Ratatouille: la sopa de verduras que todos soñamos de niños
4
raciones15
minutes40
minutes95
kcal55
minutesIngredientes
2 medianas zanahorias (unos 200 g / 7 oz), cortadas en trozos grandes
1 trozo de apio nabo (150 g / 5 oz) o 3 tallos de apio + 1 chirivía
1 grande puerro, solo la parte blanca y verde clara
1 mediana cebolla amarilla, cortada por la mitad
2 medianos tomates pera maduros, partidos por la mitad
3 dientes de ajo sin pelar
2 hojas de laurel
4 ramitas de tomillo fresco
1 manojo pequeño de perejil (tallos incluidos)
1 cdta. de granos de pimienta negra
1,5 L de agua fría (EE.UU.: 6 cups)
1,5 cdta. de sal fina, más al gusto
2 cdas. de aceite de oliva virgen extra (para servir)
Cómo llegar
- Calienta la sartén. Pon una sartén grande a fuego alto sin nada de aceite durante 2 minutos — debe estar tan caliente que si acercas la mano a 5 cm, sientes el calor de inmediato.
- Tuesta las verduras. Coloca la cebolla, el tomate y el ajo con el corte hacia abajo; en 3-4 minutos verás que la superficie se oscurece hasta un marrón caoba sin llegar a negro — ese es el punto exacto, el olor será dulce y ligeramente ahumado.
- Pasa todo a la olla. Añade el resto de verduras, las hierbas, la pimienta y el agua fría; el agua fría es clave porque extrae los sabores de forma progresiva, no los sella.
- Lleva a ebullición suave. Sube el fuego hasta que aparezcan las primeras burbujas, luego bájalo al mínimo; no debe hervir a borbotones o el caldo quedará turbio.
- Cocina 35 minutos. A los 20 minutos, el caldo ya tendrá ese color ámbar dorado; si sigue pálido, sube el fuego un par de minutos.

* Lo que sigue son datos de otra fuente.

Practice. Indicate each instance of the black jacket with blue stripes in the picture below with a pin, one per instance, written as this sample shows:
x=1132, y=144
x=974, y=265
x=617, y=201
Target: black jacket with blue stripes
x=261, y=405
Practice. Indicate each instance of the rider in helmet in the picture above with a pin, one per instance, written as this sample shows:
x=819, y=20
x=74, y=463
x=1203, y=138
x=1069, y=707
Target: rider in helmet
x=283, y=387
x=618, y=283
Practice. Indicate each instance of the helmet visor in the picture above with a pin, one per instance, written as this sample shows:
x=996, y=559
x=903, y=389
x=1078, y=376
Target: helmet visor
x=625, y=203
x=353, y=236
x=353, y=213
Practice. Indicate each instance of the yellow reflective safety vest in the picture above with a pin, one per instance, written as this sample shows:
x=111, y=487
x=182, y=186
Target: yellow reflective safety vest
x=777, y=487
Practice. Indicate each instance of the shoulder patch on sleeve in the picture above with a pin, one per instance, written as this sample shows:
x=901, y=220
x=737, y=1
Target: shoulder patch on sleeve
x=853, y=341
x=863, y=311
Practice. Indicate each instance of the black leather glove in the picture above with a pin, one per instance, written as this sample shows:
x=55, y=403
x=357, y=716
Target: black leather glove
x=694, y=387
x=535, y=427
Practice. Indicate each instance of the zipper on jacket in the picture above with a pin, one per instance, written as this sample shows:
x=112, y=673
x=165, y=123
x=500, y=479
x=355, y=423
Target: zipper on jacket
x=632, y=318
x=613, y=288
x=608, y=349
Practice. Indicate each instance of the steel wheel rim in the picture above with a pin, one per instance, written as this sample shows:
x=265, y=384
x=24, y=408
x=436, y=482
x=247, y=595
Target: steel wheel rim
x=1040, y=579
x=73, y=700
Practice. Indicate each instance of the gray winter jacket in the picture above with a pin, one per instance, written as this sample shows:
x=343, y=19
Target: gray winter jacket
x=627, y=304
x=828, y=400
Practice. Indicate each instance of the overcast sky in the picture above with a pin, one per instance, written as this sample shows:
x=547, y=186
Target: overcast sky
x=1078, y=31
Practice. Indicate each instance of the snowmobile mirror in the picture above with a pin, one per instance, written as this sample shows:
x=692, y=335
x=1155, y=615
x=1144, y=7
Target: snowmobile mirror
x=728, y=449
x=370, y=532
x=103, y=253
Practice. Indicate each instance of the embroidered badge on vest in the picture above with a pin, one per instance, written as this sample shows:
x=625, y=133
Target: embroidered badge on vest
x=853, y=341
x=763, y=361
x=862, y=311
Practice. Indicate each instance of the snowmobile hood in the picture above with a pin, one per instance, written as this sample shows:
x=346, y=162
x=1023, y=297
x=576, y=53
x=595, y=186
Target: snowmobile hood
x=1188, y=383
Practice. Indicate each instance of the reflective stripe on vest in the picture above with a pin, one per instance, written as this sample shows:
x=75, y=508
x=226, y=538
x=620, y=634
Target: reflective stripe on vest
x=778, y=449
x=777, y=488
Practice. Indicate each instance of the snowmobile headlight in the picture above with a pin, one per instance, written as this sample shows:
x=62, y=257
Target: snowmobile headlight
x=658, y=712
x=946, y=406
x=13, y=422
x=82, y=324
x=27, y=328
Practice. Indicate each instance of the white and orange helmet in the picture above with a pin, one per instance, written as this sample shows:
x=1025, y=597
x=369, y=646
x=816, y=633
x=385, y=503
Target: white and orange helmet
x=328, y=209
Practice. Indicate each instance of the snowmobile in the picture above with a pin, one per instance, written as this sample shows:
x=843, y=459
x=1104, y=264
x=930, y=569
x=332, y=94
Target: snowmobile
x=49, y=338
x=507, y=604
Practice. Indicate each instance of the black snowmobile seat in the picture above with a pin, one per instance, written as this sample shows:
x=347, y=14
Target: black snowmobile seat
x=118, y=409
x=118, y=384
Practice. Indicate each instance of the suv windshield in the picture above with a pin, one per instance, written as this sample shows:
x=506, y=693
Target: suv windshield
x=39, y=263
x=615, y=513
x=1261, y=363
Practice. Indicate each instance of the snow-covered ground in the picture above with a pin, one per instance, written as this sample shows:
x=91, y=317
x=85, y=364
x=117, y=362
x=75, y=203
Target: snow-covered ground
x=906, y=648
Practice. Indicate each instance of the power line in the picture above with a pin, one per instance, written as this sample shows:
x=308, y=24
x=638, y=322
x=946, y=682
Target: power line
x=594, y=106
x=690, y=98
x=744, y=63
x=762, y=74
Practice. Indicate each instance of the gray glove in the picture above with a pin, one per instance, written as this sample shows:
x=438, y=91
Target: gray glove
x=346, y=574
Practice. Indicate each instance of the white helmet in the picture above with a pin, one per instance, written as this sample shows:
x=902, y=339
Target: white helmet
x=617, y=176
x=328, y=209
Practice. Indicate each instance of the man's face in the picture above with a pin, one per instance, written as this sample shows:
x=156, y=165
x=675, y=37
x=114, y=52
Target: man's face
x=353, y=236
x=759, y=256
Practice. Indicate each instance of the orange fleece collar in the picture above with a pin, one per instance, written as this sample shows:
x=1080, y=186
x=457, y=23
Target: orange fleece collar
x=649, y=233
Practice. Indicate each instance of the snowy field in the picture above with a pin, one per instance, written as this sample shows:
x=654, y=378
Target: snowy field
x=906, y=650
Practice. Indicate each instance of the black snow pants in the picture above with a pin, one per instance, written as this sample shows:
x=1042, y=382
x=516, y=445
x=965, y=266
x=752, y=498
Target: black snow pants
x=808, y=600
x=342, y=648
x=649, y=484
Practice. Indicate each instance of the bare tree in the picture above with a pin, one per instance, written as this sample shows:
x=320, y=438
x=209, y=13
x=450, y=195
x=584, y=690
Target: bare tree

- Cuela y ajusta la sal. Presiona ligeramente las verduras al colar para extraer el último líquido; sirve en bol hondo con un hilo de aceite de oliva y, si quieres, unos trozos de zanahoria reservados.
Variantes
Versión con fideos: añade 60 g de fideos finos (o vermicelli) al caldo ya colado y cocina 5 minutos más — queda reconfortante y llena más. Versión con garbanzos: incorpora 200 g de garbanzos cocidos al caldo final y tritura la mitad para darle cuerpo sin añadir nata.
Acompañamientos
Una rebanada de pan de masa madre tostado con aceite de oliva absorbe el caldo y convierte el plato en una cena completa. Un huevo escalfado directo en el bol añade proteína sin complicar la receta. Unas gotas de vinagre de jerez al servir despiertan todos los sabores del caldo.
FAQ
¿Puedo hacer este caldo con antelación y congelarlo?
Sí, aguanta perfectamente hasta 3 meses en el congelador en recipientes herméticos. Descongela a temperatura ambiente o directamente en un cazo a fuego bajo.
¿Por qué mi caldo queda turbio aunque sigo los pasos?
El culpable casi siempre es el hervor fuerte: a partir del momento en que el agua burbujea con fuerza, las partículas de las verduras se rompen y enturbian el líquido. Mantén siempre un fuego muy suave, con apenas movimiento en la superficie.
¿Se puede usar este caldo como base para otros platos?
Absolutamente — es la base perfecta para un arroz meloso, una sopa de lentejas o incluso una salsa de tomate con más fondo. La pregunta es si te quedará suficiente una vez que lo pruebes solo en el bol.